Explica Savater esa bruma post-juvenil con el ejemplo de quienes propagan, mantienen y dicen querer todo lo contrario a lo que de verdad quieren, o a su modo de vida, o a sus deseos. Hace una broma con quienes aseguran que el mejor de los mundos posibles es Venezuela, pero siguen aquí, con luz y agua y comida y libertad de expresión: llama a eso la “adolescencia perpetua”…

‘No hay más tontos que antes’, dice Savater, ‘pero Internet y las redes sociales han hecho que todos los tontos tengan un medio de hacerse escuchar’

Entre los Iguales se habla de muchísimas cosas y al invitado se le somete a un 'tercer grado' verdaderamente arduo, porque las preguntas llegan de todas partes y son muy diferentes: el pobre tiene que saltar de la sociología electoral a la historia, al anecdotario personal, a la filosofía, a la trascendencia, a la política o a lo que sea sin tiempo para respirar o cambiar el chip. Y debe provocar copiosos sudores ver cómo al menos la mitad de los comensales llevan un libro tuyo debidamente leído y subrayado. Como para acordarse de todo lo que has dicho…

No sorprende a nadie que el filósofo diga que eso de Vox es todo lo contrario de lo que él ha pensado siempre: ya lo sabíamos. Pero muchos nos ponemos a tomar notas en el papelito del menú cuando se habla de Cataluña, del diálogo y del consenso. Porque Fernando dice que el diálogo y el consenso son la Ley, que se hizo así, con diálogo, acuerdos y equilibrios; y que es un disparate proponer un diálogo saliéndose del marco de la Ley o fingiendo que la Ley no existe: ¡Si la Ley es precisamente el fruto del consenso! Quienes ignoran la Ley o la embisten, ¿qué clase de diálogo quieren?

Mucho tiene escrito Fernando sobre los conceptos de ciudadanía y democracia. Habla sobre esto, cuando le preguntan, como quien pasa por algo ya sabido, por un camino que no cría hierba. Ni los territorios ni las lenguas tienen derechos, dice, repite; los derechos son de los ciudadanos y de nadie más. Y los ciudadanos son todos distintos: piensa que la democracia consiste en que un ciudadano no tenga la obligación de parecerse a nadie –de nuevo las ovejas– sino de pensar por sí mismo y respetar la Ley. Y que en ningún caso puede llamarse democracia a la pretensión de establecer privilegios de unos territorios sobre otros, o de unos ciudadanos sobre otros en función del lugar en que vivan.

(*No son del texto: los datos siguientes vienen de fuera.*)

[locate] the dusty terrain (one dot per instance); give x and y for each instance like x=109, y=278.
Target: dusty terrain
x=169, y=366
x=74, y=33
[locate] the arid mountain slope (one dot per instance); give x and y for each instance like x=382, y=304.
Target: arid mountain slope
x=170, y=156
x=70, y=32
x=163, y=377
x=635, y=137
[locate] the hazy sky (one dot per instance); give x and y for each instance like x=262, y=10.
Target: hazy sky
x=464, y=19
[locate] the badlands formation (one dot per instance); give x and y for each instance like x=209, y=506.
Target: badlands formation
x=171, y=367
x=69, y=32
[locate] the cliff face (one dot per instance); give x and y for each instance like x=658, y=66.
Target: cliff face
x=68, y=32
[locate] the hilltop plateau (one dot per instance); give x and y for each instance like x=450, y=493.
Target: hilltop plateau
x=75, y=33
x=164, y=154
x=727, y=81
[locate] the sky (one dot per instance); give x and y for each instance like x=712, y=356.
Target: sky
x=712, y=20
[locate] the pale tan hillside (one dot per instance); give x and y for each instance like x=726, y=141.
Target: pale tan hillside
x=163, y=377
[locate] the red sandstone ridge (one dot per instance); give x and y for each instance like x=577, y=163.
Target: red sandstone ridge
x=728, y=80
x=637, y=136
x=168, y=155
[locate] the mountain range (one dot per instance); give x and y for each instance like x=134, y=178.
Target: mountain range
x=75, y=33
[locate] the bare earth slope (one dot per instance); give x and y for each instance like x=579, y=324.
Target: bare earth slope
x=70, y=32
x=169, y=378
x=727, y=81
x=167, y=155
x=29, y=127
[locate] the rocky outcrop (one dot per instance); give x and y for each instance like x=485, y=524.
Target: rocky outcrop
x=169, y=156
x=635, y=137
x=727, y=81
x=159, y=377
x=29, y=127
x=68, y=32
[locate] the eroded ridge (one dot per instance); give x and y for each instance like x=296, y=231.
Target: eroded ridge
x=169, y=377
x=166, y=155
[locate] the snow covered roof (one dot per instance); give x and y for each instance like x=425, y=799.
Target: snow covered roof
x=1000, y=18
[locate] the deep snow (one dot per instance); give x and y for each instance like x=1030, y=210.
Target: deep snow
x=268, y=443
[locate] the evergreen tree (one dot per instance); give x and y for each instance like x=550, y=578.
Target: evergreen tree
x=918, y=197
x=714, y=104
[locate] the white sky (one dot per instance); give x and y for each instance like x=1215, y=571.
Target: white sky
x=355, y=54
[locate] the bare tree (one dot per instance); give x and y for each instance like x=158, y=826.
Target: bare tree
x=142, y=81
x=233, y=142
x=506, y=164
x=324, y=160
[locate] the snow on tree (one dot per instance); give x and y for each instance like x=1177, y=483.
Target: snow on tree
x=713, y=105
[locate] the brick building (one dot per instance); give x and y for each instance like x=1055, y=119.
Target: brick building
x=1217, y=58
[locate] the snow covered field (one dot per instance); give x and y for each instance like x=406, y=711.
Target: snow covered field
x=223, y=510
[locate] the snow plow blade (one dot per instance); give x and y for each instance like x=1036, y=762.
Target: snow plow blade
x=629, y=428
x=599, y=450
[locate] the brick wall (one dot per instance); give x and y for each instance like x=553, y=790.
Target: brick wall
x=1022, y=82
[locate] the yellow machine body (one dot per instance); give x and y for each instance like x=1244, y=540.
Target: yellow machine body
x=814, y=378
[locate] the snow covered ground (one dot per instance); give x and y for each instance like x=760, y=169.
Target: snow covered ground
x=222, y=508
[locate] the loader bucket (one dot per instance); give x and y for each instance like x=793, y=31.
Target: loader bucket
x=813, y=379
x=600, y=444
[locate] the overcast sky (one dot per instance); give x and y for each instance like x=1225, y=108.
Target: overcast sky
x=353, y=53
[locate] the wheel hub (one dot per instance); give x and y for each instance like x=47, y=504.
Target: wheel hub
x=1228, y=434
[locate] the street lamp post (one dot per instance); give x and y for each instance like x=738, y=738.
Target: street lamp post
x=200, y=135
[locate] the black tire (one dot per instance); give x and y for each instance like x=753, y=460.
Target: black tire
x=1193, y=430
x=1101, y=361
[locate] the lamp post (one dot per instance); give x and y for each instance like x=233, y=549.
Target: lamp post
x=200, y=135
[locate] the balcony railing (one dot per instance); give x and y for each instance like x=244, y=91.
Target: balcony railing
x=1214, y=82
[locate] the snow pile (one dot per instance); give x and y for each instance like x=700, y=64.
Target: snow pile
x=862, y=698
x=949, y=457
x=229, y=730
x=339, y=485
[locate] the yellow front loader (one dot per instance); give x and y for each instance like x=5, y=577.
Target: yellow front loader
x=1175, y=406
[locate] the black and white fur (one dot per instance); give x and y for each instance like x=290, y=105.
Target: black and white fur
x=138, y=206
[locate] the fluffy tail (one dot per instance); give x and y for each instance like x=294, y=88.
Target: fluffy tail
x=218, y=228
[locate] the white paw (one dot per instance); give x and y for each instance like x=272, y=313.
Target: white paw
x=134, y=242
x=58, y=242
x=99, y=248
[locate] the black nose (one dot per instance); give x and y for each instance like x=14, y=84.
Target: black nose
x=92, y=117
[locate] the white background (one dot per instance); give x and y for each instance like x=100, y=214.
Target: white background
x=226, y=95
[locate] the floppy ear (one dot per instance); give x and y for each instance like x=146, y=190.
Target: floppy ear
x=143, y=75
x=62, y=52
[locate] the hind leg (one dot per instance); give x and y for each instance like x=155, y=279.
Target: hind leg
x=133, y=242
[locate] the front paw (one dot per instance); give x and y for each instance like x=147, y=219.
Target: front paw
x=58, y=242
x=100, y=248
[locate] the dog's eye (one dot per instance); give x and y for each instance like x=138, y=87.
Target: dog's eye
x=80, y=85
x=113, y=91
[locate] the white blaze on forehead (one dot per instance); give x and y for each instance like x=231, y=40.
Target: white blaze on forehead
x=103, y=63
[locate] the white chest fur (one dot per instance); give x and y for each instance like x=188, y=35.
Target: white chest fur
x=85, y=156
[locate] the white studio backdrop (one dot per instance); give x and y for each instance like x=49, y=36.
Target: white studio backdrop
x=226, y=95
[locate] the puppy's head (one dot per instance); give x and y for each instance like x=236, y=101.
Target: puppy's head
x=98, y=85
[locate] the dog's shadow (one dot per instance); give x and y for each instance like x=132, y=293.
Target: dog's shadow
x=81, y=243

A lo largo de los últimos dos siglos, muy diversos líderes, partidos, reyes, dictadores y regímenes han engolosinado a los ciudadanos, sobre todo en épocas de penuria, prometiéndoles la felicidad. Una felicidad que no ha llegado nunca. ¿Por qué? Dice Savater que eso se basa en una mentira: los gobiernos o los políticos no deben prometer la felicidad sino trabajar para evitar la infelicidad. Porque la felicidad es algo individual, mientras que la infelicidad es colectiva.

La cena se alarga un poco más de lo debido (en el Club de los Iguales se “levantan manteles” a las once de la noche, esté el fuego como esté) y, solo al final, a Fernando se le escapa un gemido personal. Este hombre al que todos o casi todos hemos llamado héroe, o al menos valiente, y desde luego honesto y consecuente, solo a veces recupera la combatividad de sus mejores días. Lo ha pasado bien con nosotros y se le nota mucho, sonríe a boca llena. Pero ha llegado a la edad de las pérdidas, y la peor de todas es la de la ilusión: “Cuando te das cuenta de que ya no hay nada en el presente que te apasione, que mueva tu emoción, que despierte ilusiones nuevas… ¿De qué sirve vivir?”

Pero ya es tarde, nos hemos terminado el café y el convener da por cerrado el acto. Impone al filósofo el emblema del Club, un pin que representa una flor azul: el “nomeolvides” o myosotis. Lo llevaban los demócratas en la Alemania nazi para reconocerse entre ellos, para sonreírse por la calle y darse ánimos. Así lo recibe Fernando Savater. Y sonríe de nuevo. Yo trato de imaginar que al menos por un momento ha recuperado la pasión de vivir. Pero no lo sé.